Actually, this is still wrong! The correct way is to indicate the corner coordinates, which is a bit more work and implies to know the spatial resolution of the data:

plt.imshow(data, extent=(x[0]-0.5, x[-1]+0.5, y[-1]+1, y[0]-1));

../_images/e968a60b99f0652cb3964a6fd676299bc5e7a3dba885caeca63fcbf8941b3657.png

`pcolormesh`#

pcolormesh is a slower, more flexible solution to the problem of displaying 2D data on screen.
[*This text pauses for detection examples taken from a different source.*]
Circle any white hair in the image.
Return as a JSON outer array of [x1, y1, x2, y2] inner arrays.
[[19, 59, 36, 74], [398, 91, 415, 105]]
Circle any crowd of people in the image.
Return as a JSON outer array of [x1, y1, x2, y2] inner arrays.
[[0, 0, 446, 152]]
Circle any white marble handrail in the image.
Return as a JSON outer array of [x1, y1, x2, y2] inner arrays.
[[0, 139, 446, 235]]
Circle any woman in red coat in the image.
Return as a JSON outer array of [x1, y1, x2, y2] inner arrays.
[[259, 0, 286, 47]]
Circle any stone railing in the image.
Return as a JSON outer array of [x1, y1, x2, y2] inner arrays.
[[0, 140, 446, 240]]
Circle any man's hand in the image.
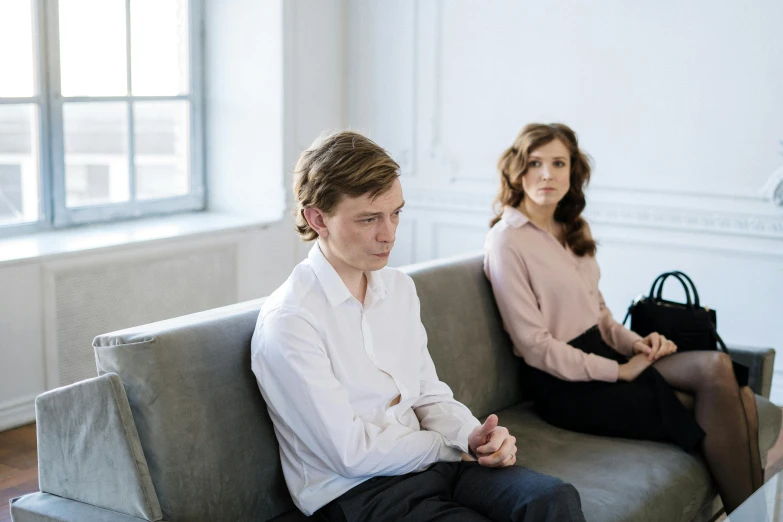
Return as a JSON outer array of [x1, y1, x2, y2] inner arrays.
[[633, 332, 677, 361], [468, 413, 517, 468]]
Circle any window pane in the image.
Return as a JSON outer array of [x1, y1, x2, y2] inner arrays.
[[131, 0, 189, 96], [59, 0, 128, 96], [133, 101, 190, 199], [63, 102, 130, 207], [0, 0, 36, 97], [0, 104, 41, 225]]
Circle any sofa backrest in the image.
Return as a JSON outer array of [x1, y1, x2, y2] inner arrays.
[[93, 251, 519, 522], [93, 300, 293, 522], [403, 254, 522, 418]]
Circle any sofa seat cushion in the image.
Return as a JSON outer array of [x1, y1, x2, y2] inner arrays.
[[497, 397, 781, 522]]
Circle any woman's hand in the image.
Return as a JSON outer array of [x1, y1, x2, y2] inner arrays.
[[617, 353, 652, 382], [633, 332, 677, 362]]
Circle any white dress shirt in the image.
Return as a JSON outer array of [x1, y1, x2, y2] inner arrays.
[[251, 243, 480, 515]]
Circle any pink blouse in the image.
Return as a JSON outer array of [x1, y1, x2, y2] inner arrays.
[[484, 207, 641, 382]]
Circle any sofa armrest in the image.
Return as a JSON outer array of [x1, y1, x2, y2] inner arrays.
[[35, 373, 163, 521], [727, 345, 775, 399], [11, 493, 153, 522]]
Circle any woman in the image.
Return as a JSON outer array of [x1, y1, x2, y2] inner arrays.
[[484, 124, 763, 512]]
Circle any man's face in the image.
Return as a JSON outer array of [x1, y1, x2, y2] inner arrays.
[[320, 179, 405, 272]]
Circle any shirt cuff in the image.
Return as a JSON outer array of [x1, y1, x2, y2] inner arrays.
[[586, 353, 620, 382], [438, 439, 462, 462], [454, 417, 481, 455]]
Unlike imshow, it allows coordinates as input, and these coordinates do not have to be regularly spaced:

x = np.array([1, 2, 3, 4, 5, 6])
y = np.array([-4, -3, -1, 2, 5])
xx, yy = np.meshgrid(x, y)
data = xx**2 + yy
data

array([[-3,  0,  5, 12, 21, 32],
       [-2,  1,  6, 13, 22, 33],
       [ 0,  3,  8, 15, 24, 35],
       [ 3,  6, 11, 18, 27, 38],
       [ 6,  9, 14, 21, 30, 41]])

f, ax = plt.subplots()
im = ax.pcolormesh(x, y, data, shading='nearest');
f.colorbar(im);

../_images/76af3ced433b3c5957e09f32cee141bb795bee8030db9083f2916eaaa95d5203.png

Note that it also takes decisions on the direction of the y-axis based on the data. This is often a good idea, but can be changed of course:

f, ax = plt.subplots()
im = ax.pcolormesh(x, y, data, shading='nearest');
ax.invert_yaxis();
f.colorbar(im);

../_images/094551a92193a72a66369307ebd719fef4ddbe52669ebe867f86a51377883903.png

Of course, you can change aspects of the plot such as the colormap to use:

f, ax = plt.subplots()
im = ax.pcolormesh(x, y, data, shading='nearest', cmap='Reds');
ax.invert_yaxis();
f.colorbar(im);

../_images/cf7f9b9c25ea164a97e0d33b0e31b3ada2c379921e5fd4a59a62108d13728f94.png

`contour` and `contourf`#

Contours are leaving the “pixel space” to make smooth contour fields around the data points.

f, ax = plt.subplots()
cf = ax.contourf(x, y, data, levels=np.arange(0, 40, 2), cmap='inferno', extend='both');
f.colorbar(cf);

../_images/f55ff7d75f9769ef331c5a4294c4f9933d6aabc1ba4be16540ee8c9372a68870.png

contourf fills with colors, while contour draws lines that can be annotated:

f, ax = plt.subplots()
c = ax.contour(x, y, data, levels=np.arange(0, 40, 4), cmap='tab10', extend='both');
ax.clabel(c, inline=True, fontsize=16);

../_images/7a8212e99288b660ff7bca8bb5e87a214bdb89e88c5384318bb47931978ac672.png

Learning checklist#

I am able to subset multidimensional arrays according to location and according to a condition.
I understand the concepts of slicing, positional indexing, and boolean indexing.
I am aware of the pitfalls of assigning the same array to two different variable names. I am aware that a similar behavior occurs when slicing arrays.
I have a broad overview of the various ways to plot 2D arrays. I will however have to use my web-search and documentation reading sills to do my own plots later on.